Onsager's conjecture and anomalous dissipation on domains with boundary

TL;DR

This paper establishes localized regularity conditions for energy conservation in Euler solutions with boundary, and shows vanishing viscous dissipation in the inviscid limit for Navier-Stokes solutions under boundary layer assumptions.

Contribution

It introduces new boundary regularity criteria ensuring energy conservation and vanishing dissipation in the inviscid limit, extending Onsager's conjecture to bounded domains.

Findings

Energy conservation holds under Besov regularity and boundary conditions.

Viscous dissipation vanishes in the inviscid limit with boundary layer assumptions.
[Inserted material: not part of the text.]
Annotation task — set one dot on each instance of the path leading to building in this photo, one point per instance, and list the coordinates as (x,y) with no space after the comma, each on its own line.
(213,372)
Strong convergence to Euler solutions is achieved under the proposed conditions.

Abstract

We give a localized regularity condition for energy conservation of weak solutions of the Euler equations on a domain $\Omega\subset \mathbb{R}^d$, $d\ge 2$, with boundary. In the bulk of fluid, we assume Besov regularity of the velocity $u\in L^3(0,T;B_{3}^{1/3, c_0})$. On an arbitrary thin neighborhood of the boundary, we assume boundedness of velocity and pressure and, at the boundary, we assume continuity of wall-normal velocity. We also prove two theorems which establish that the global viscous dissipation vanishes in the inviscid limit for Leray--Hopf solutions $u^\nu$ of the Navier-Stokes equations under the similar assumptions, but holding uniformly in a thin boundary layer of width $O(\nu^{\min\{1,\frac{1}{2(1-\sigma)}\}})$ when $u\in L^3(0, T; B_3^{\sigma, c_0})$ in the interior for any $\sigma\in [1/3,1]$. The first theorem assumes continuity of the velocity in the boundary layer whereas the second assumes a condition on the vanishing of energy dissipation within the layer. In both cases, strong $L^3_tL^3_{x,loc}$ convergence holds to a weak solution of the Euler equations. Finally, if a strong Euler solution exists in the background, we show that equicontinuity at the boundary within a $O(\nu)$ strip alone suffices to conclude the absence of anomalous dissipation.